When I think about the optical resolution capabilities of a microscope designed for protein drop imaging, I think about the smallest size crystal I could possibly resolve. And in fact, Wikipedia defines optical resolution as “the ability of an imaging system to resolve detail in the object that is being imaged”.
No conflict, right? This could be the end of the post, if it wasn’t for one small detail: Protein drops are three dimensional. And an optical resolution is generally measures with two dimensional test patterns. Consider the 1951 USAF resolution test chart in figure 1. A series of horizontal and vertical lines are used to determine the smallest size object – or line separation – that could be resolved by a given optic. In contrast, when a three dimensional object is to be imaged, concessions need to be made between depth of field, DOF, and highest optical resolution at a specific focal plate. The DOF is generally determined by the relative aperture or f-number. Increasing the DOF implies lower overall optical resolution of the image since resolution drops off gradually around the maximum resolution any optic can achieve (again, a good summary is given in Wikipedia). Figure 2 illustrate this behavior: The maximum line pair resolution is only achieved in a single point in the focal plane, increasing the depth of field increases the focal plane, but as a consequence, line pair resolution is reduced for points away from the optimum focal plane.
For protein drop imaging, especially in automated fashion, the DOF should be adjusted to match the height of the drop. This way, the content of the drop can be adequately represented by a single image. Otherwise, if the DOF is smaller than the height of the drop, various images need to be taken at different focal planes and either inspected individually, or assembled into a composite image with adequate focus across the drop using a software application. This technique is commonly referred to as “slicing” and comes at a significant cost in terms of imaging acquisition time and CPU requirements.
Slicing can increase the optical resolution since the depth of field is reduced for each slice, and therefore each image is taken closer at the best line pair resolution level. This technique also mimics how we would use a typical bench top microscope where we would scan through a drop by changing the focal plane. For automated high throughput image acquisition this technique comes at a significant disadvantage, since imaging speed and the sheer amount of imaging data are of major concern.

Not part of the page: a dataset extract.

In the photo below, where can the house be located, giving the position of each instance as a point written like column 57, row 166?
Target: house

The correct approach for high throughput imaging is to design optics that match the depth of field of the types of objects we are most likely to image, which would be smaller (sitting) drops and larger (hanging) drops. This approach can only be successful if we pay attention to another optics parameter: The field of view or field of vision (FOV), or the extend of a well in a crystallization we can observe at the time of taking the image. In an interactive scenario this is less relevant since we can move the plate around as part of the investigative process, but in high speed imaging, we better make sure to capture the entire drop. The best way of doing this is by designing optics where DOF and FOV match the dimensions of the objects you are trying to image.

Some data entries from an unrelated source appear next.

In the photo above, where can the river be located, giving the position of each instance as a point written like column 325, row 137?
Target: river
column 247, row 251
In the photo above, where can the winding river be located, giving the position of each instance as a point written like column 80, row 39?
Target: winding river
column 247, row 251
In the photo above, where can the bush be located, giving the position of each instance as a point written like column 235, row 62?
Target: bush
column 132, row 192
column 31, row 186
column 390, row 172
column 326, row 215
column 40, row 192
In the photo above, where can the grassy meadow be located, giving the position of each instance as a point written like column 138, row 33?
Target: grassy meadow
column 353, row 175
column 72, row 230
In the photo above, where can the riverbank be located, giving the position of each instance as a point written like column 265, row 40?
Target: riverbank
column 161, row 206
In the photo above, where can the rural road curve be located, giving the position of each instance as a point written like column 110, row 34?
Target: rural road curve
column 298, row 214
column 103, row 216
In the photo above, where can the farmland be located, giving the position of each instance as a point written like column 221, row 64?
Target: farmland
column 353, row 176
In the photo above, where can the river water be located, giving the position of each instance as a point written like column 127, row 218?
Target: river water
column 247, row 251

So, how do you measure the optical resolution of your optics at a depth of field that matches our experimental conditions? Actually, there is a simple but elegant solution to this problem, discussed by my colleague Jian Xu during the last ACA. First, it makes sense to measure resolution on objects you are interested in imaging which would be small crystals in protein drops. Second, if you can distribute randomly a large number of these objects throughout the volume of question, i.e. the drop, you will image some of the objects at the maximum line pair resolution limit. In practice, what Jian did was to grow a shower of needles in a drop, snap an image and measure the smallest needle diameter he could find. Figure 4 shows a schematic of this setup.